Mas o som sempre pára no instante exato.
Pára, mas antes entorpece, emudece, enlouquece quase.
Um som do qual o silêncio me salva. É o silêncio que me mantém fora da loucura. Mas não o silêncio total, este sim ensurdecedor. Um silêncio alto o bastante para não me deixar ouvir o que os meus fantasmas sussurram para mim. Um silêncio incompleto que evita e sufoca o grito.

segunda-feira, 15 de dezembro de 2008

Ausência

Estou ocupado.
Ocupado.
Muito, muito ocupado.
É que estou ocupado
Ocupado pensando
em uma boa desculpa
para não escrever.

sábado, 6 de dezembro de 2008

Se não me vê, não entende

"Eu não escrevo o que quero, escrevo o que sou"


Eu sou uma pergunta cuja resposta não me compreende. Está morta.
O que eu sou não mora em mim, dorme do lado de fora. Algumas noites aprecia a lua, em outras manda ao inferno aquelas estrelas. O que eu sou é Barroco e contraditório, portanto não cabe nas formas perfeitas. O que eu sou não pode ser dito, é segredo de confissão, um dos tantos que a vida não disse. Jamais ousaria. Eu sou minha letra e tenho teu nome.
O que eu sou é reflexo nas sombras. É como um olhar de mudez incomparável, como balaustra de liquidez impenetrável.
O que eu sou é um cristal e estou quebrado. Eu sou as faces múltiplas de um espelho, ninguém sabe em quem me reflito. Não posso ser explicado, só sentido. O sentido foge também a quem toca e não sente.
Ninguém sabe o quanto existo e o quanto finjo. Há muitas formas de existir e todas elas têm um palco. Palmas, enquanto as máscaras permanecem rijas.
O que eu sou é inexplicável e incoerente. Como um céu no chão do abismo, um calabouço que dá ao nada e uma porta que não tem chave.
O que eu sou está trancado e escondido, porque à luz morreria. O que eu sou é o estado bruto que se liquefaz no ar insondável do meio-dia. O que eu sou não cabe na rotina, sequer acompanha os compassos de um relógio. Não tiquetaqueio nas horas vãs, sequer me afogo nos mares de companhia duvidosa. Eu sou livro que se lê escondido. Eu olho para os lados e, se não tem ninguém me olhando, vivo um pouquinho. Um pouquinho só, porque muito seria letal.
O que eu sou é uma ampulheta em contagem regressiva, é explosão de cacos de madeira viçosa. Eu sou a luta da manhã para deixar de ser noite.
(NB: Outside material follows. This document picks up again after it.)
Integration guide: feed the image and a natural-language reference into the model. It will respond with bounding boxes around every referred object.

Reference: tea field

Eu sou a saudade da madrugada e o que eu sou não cabe em mim.

Números

“E eu... o que faço com esses números?”



O que faço com essa idade que ninguém me dá? O que faço com os anos que ganhei sem ter vivido?
O que eu faço com este copo de números, quanto tudo que quero é uma gota de letras?
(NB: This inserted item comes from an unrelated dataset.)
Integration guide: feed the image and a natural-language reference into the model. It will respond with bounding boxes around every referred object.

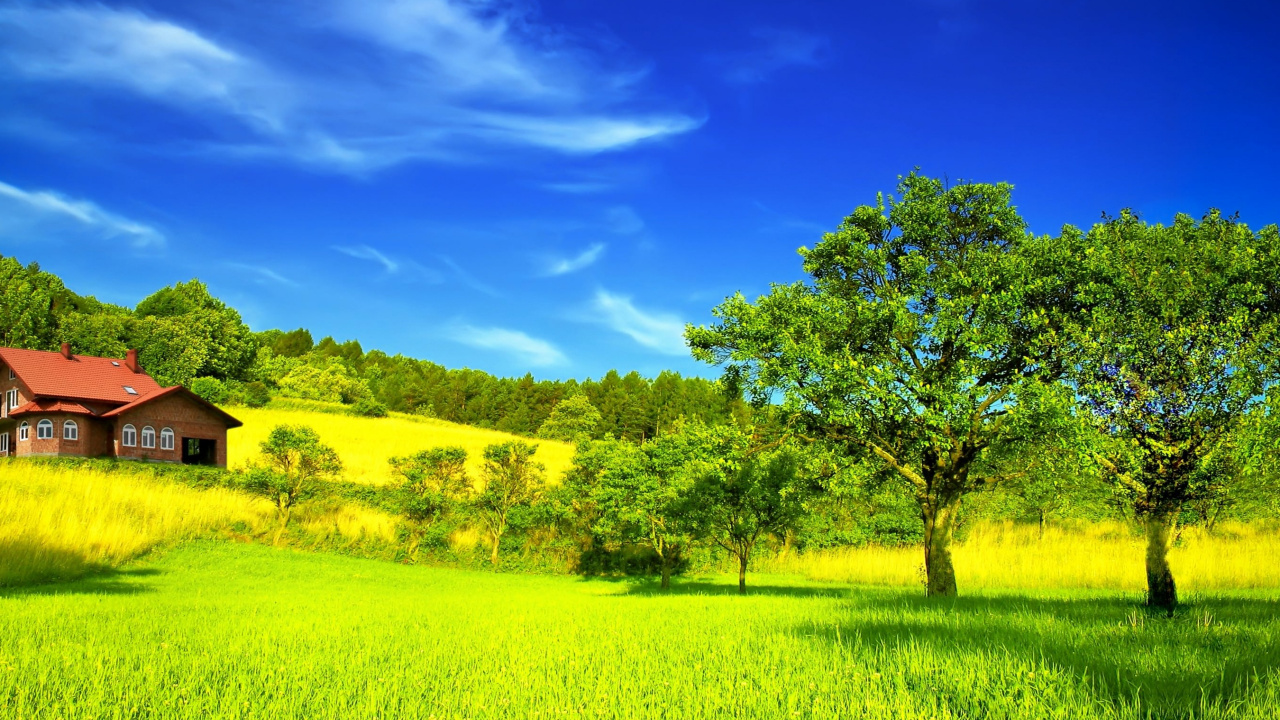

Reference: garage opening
[182,437,218,465]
segunda-feira, 1 de dezembro de 2008

Dia Griz

“Me espio de viés”

Hoje ninguém nasceu e eu te imagino em seu quarto, rodando as nuvens. Meu olho gira em redemoinho de dor descompassada. E tudo mofa, morre, depois suspira. Alívio.
A cabeça dolorida da noite, os olhos cheios de chuva, a nevralgia terna de existir. Socorro, eu cochicho baixinho. Você fecha a janela, entrou um vento tão frio... E eu sozinho no muro, desenhando em carvão aquelas velhas dores que não sei sonhar.
Porque quando fecho os olhos tudo é escuro. Carvão nos muros. Pálpebras quase palpáveis, dores memoráveis, porque viver é ir doendo.
E não me importa que apagues a luz, nem que desligues a música. Não me importa. No fim, onde estou é sempre escuro e silente.
Eu só queria ter minha caneta de volta, mas foi perdida com os prazeres dos gizes de cera.